Reel Density Analysis Kepadatan Simbol Mahjong Ways 2 Scatter Trigger Mapping Free Spin Mahjong Ways 2 Symbol Volatility Study Pola Pembayaran Mahjong Ways 2 Grid Expansion Effect Multiplier Mahjong Ways 2 Wild Frequency Mapping Distribusi Simbol Wild Mahjong Ways 2 Cluster Formation Index Pembentukan Klaster Simbol Mahjong Ways 2 Reel Transition Pattern Mode Free Spin Mahjong Ways 2 Multiplier Growth Model Dinamika Pengali Mahjong Ways 2 Symbol Drop Probability Probabilitas Simbol Tinggi Mahjong Ways 2 Spin Cycle Observation Pola Siklus Spin Mahjong Ways 2 Analisis Pola Momentum Spin Mahjong Wins 3 Fase Potensial Pendekatan Observatif Transisi Ritme Gates of Olympus Studi Dinamika Simbol Wild Konsistensi Sesi Digital Strategi Adaptif Pola Sesi Panjang Mahjong Wins 3 Analisis Sinkronisasi Visual Ritme Gates of Olympus Membaca Pola Scatter Aktif Indikator Perubahan Fase Pendekatan Sistematis Identifikasi Stabilitas Sesi Slot Digital Peran Variasi Tempo Spin Alur Permainan Mahjong Wins 3 Analisis Perubahan Pola Simbol Momentum Gates of Olympus Studi Ritme Interaksi Simbol Dinamika Sesi Digital

SPOTSATU.COM

Informasi Mencerahkan

Audiensi dengan Bupati Luwu, BNNP Sulsel Perkuat Upaya Pencegahan dan Rehabilitasi Narkotika

LUWU – Pemerintah Kabupaten Luwu menerima kunjungan audiensi dari jajaran Badan Narkotika Nasional Provinsi Sulawesi Selatan dalam rangka memperkuat sinergi program Pencegahan dan Pemberantasan Penyalahgunaan dan Peredaran Gelap Narkotika (P4GN).

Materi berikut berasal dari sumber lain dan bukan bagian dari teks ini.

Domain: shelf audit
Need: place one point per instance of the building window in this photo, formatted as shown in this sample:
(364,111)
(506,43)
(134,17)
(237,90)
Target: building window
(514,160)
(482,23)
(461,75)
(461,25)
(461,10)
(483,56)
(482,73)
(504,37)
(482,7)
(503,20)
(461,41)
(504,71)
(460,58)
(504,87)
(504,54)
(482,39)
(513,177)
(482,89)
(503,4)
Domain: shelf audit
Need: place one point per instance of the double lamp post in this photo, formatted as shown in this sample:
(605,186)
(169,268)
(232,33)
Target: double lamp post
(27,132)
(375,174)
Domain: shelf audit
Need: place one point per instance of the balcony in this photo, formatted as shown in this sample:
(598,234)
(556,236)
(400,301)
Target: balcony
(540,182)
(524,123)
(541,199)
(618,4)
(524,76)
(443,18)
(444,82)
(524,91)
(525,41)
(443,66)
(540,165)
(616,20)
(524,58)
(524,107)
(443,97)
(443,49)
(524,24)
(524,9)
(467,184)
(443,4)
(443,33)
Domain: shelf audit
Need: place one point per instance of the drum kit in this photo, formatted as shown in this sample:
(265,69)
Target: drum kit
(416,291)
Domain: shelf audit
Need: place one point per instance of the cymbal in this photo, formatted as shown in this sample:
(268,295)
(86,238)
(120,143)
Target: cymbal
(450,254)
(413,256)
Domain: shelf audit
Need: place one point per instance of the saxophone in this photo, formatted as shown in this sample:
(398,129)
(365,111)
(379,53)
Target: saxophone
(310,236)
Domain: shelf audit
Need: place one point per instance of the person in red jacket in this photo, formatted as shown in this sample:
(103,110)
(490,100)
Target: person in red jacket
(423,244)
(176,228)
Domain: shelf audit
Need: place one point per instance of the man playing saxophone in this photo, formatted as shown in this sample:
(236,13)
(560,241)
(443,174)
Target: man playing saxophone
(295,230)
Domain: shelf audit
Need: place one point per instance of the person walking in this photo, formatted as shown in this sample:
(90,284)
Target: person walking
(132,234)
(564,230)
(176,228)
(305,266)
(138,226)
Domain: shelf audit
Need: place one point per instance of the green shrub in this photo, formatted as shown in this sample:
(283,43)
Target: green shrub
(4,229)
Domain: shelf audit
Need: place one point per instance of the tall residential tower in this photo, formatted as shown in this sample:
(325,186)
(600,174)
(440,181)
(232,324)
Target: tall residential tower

Pertemuan tersebut berlangsung di ruang kerja Bupati Luwu, Senin (2/3/2026).

Bupati Luwu, Patahudding, menerima langsung rombongan BNNP Sulsel. Dalam audiensi itu, dibahas upaya kolaboratif antara pemerintah daerah dan BNN guna menekan angka penyalahgunaan narkotika di wilayah Kabupaten Luwu.

Kepala Bidang Pemberantasan dan Intelijen BNNP Sulsel, Ardiansyah, menegaskan bahwa penanganan persoalan narkotika membutuhkan dukungan lintas sektor.

“Kami tidak bisa bekerja sendiri. Diperlukan kolaborasi semua pihak untuk mempercepat penanganan masalah narkoba,” ujarnya.

Selain penguatan program P4GN, BNNP Sulsel juga menjajaki rencana pembentukan Badan Narkotika Nasional Kabupaten (BNNK) Luwu. Untuk merealisasikan hal tersebut, pihak BNNP berharap adanya dukungan dari Pemerintah Kabupaten Luwu, baik dalam pemenuhan sumber daya manusia maupun fasilitasi hibah untuk kebutuhan kelembagaan.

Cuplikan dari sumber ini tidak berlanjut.